Ibovespa futuro avança e rompe resistência dos 167 mil pontos; Dólar futuro fica estável
O Ibovespa futuro para fevereiro (WING26), ou mini-índice, fechou em alta de 0,71% nesta terça-feira (20), aos 167.705 pontos.
Mais cedo, a análise técnica do BTG Pactual apontou que a tendência seguia sendo de alta no curto, médio e longo prazo. De acordo com o relatório, o movimento comprador deve acelerar a partir do rompimento da resistência de 167.000 pontos.

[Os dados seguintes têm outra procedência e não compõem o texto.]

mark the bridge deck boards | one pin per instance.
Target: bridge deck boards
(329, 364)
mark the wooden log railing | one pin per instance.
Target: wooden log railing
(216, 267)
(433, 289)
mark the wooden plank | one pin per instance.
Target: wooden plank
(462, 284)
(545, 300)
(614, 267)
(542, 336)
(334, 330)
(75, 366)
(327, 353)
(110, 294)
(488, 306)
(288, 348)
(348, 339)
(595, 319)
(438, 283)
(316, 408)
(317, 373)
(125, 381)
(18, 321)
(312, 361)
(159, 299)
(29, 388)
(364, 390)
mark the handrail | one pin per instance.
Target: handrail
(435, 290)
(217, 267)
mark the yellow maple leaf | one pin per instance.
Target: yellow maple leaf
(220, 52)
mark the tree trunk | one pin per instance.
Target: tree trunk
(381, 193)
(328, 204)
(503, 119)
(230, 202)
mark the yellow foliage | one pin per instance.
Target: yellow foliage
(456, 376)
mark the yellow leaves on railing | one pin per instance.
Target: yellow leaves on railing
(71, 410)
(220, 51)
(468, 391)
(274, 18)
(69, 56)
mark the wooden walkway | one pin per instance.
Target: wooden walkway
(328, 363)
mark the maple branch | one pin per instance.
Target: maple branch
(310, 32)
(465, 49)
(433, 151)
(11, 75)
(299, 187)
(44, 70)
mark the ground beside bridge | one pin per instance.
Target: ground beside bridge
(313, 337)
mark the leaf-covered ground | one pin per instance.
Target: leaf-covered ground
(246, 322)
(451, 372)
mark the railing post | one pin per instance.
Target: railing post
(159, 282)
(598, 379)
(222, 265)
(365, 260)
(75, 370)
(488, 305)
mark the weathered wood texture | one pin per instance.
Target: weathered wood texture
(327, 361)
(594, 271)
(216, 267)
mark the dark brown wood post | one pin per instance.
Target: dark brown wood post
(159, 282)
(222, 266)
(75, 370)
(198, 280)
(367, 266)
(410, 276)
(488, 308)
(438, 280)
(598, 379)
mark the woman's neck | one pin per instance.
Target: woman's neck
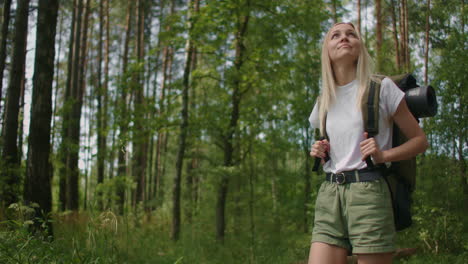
(344, 74)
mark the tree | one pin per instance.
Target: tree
(228, 148)
(140, 132)
(378, 33)
(9, 175)
(122, 113)
(37, 187)
(101, 106)
(5, 24)
(193, 6)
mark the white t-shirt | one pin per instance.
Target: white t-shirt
(345, 127)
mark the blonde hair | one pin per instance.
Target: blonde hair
(364, 74)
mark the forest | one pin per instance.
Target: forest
(170, 131)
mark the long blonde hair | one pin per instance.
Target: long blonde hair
(364, 74)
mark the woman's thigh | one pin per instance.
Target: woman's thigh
(382, 258)
(322, 253)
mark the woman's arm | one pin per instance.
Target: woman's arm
(417, 142)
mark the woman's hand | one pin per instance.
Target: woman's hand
(370, 148)
(320, 148)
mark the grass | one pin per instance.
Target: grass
(107, 238)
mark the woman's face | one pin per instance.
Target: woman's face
(343, 44)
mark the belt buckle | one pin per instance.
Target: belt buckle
(340, 178)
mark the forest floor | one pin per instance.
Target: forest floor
(106, 238)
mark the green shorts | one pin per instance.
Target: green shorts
(355, 216)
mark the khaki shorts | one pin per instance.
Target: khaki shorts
(355, 216)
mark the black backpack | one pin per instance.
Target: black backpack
(401, 176)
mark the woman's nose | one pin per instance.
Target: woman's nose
(344, 38)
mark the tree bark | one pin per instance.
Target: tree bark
(3, 44)
(63, 153)
(161, 144)
(101, 126)
(140, 139)
(193, 7)
(9, 174)
(359, 16)
(123, 124)
(242, 25)
(37, 187)
(395, 35)
(378, 30)
(426, 50)
(78, 90)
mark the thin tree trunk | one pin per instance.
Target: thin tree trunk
(307, 181)
(101, 140)
(10, 173)
(106, 80)
(37, 188)
(426, 50)
(57, 86)
(193, 7)
(407, 55)
(235, 102)
(161, 144)
(395, 35)
(63, 153)
(78, 90)
(140, 132)
(402, 35)
(123, 126)
(359, 16)
(378, 30)
(3, 44)
(334, 11)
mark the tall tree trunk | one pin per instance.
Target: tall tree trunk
(192, 178)
(395, 35)
(402, 35)
(106, 77)
(57, 80)
(78, 90)
(3, 44)
(101, 114)
(9, 174)
(140, 134)
(307, 181)
(123, 126)
(161, 144)
(378, 30)
(65, 144)
(334, 11)
(37, 187)
(192, 7)
(426, 50)
(242, 25)
(359, 16)
(407, 55)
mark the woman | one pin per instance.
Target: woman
(356, 216)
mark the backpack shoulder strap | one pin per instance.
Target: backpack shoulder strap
(370, 109)
(370, 112)
(323, 122)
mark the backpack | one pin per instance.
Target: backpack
(401, 176)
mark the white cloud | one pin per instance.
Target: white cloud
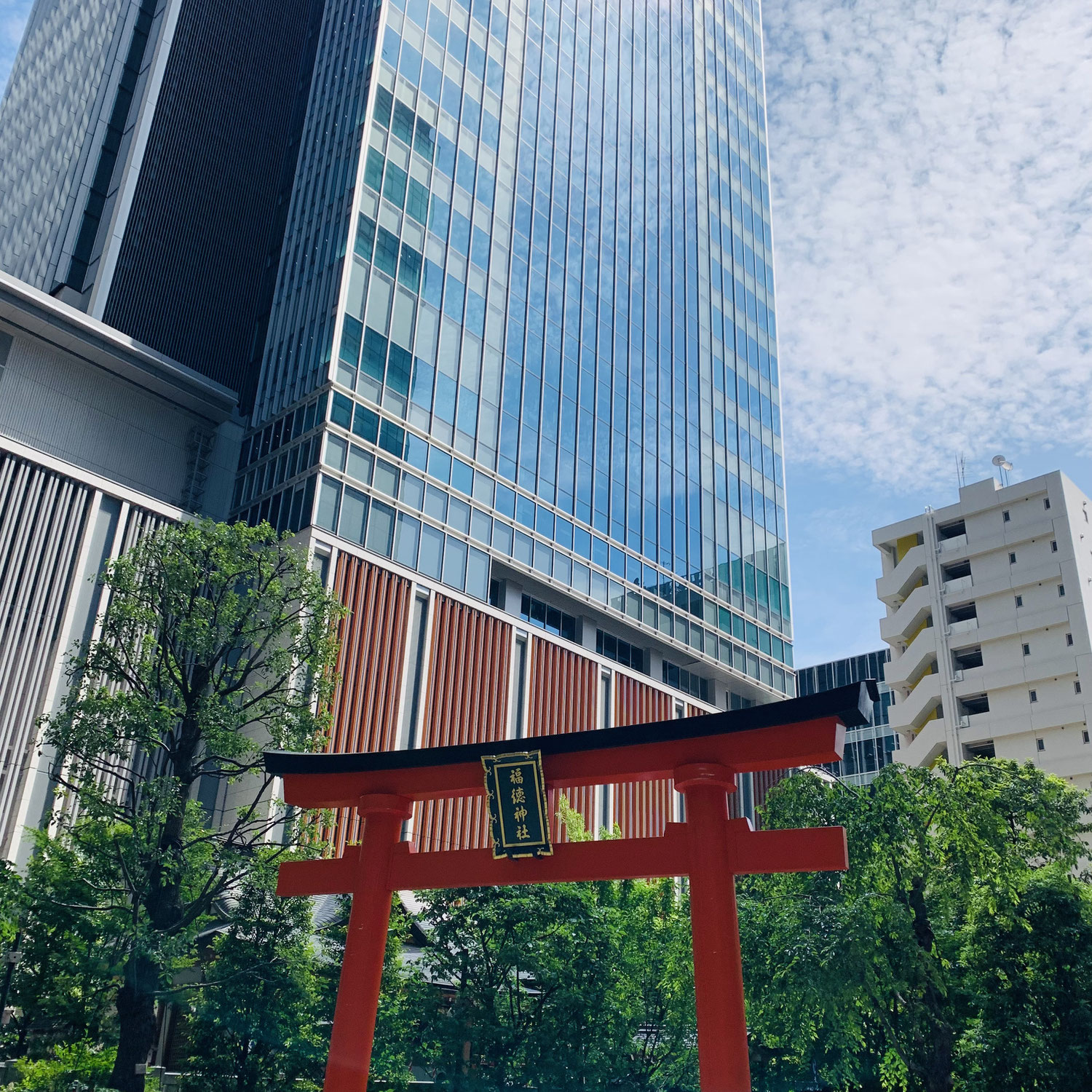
(932, 168)
(12, 20)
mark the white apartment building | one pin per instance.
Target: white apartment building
(989, 622)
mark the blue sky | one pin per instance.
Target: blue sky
(932, 166)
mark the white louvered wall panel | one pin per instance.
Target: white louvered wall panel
(43, 519)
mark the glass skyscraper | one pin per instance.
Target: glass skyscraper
(523, 327)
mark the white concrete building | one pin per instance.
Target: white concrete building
(102, 440)
(989, 622)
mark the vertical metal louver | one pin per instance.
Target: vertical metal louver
(43, 519)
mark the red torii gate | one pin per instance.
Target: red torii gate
(701, 753)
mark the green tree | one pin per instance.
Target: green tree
(76, 1067)
(563, 986)
(216, 640)
(65, 985)
(860, 974)
(1030, 967)
(257, 1022)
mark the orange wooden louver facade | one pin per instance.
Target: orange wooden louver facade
(465, 699)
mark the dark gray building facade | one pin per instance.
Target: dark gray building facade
(148, 149)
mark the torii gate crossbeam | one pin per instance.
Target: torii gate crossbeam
(701, 753)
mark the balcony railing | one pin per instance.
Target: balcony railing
(963, 627)
(949, 544)
(959, 585)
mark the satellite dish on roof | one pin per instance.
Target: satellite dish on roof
(1004, 465)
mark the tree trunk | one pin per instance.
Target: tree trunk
(135, 1024)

Já o dólar futuro para fevereiro (WDOG26) fechou em leve alta de 0,08%, a 5,392. Segundo o relatório do BTG, o ativo precisava superar a região consistentemente de 5.380 para criar um cenário mais definido — que agora ganha leve tendência de alta.
Dólar futuro e exterior
O movimento do dólar futuro foi na contramão do exterior. Por volta das 17h (horário de Brasília), o DXY, indicador que compara o dólar a uma cesta de seis divisas globais, como euro e libra, operava em queda de 0,78%, aos 98.618 pontos.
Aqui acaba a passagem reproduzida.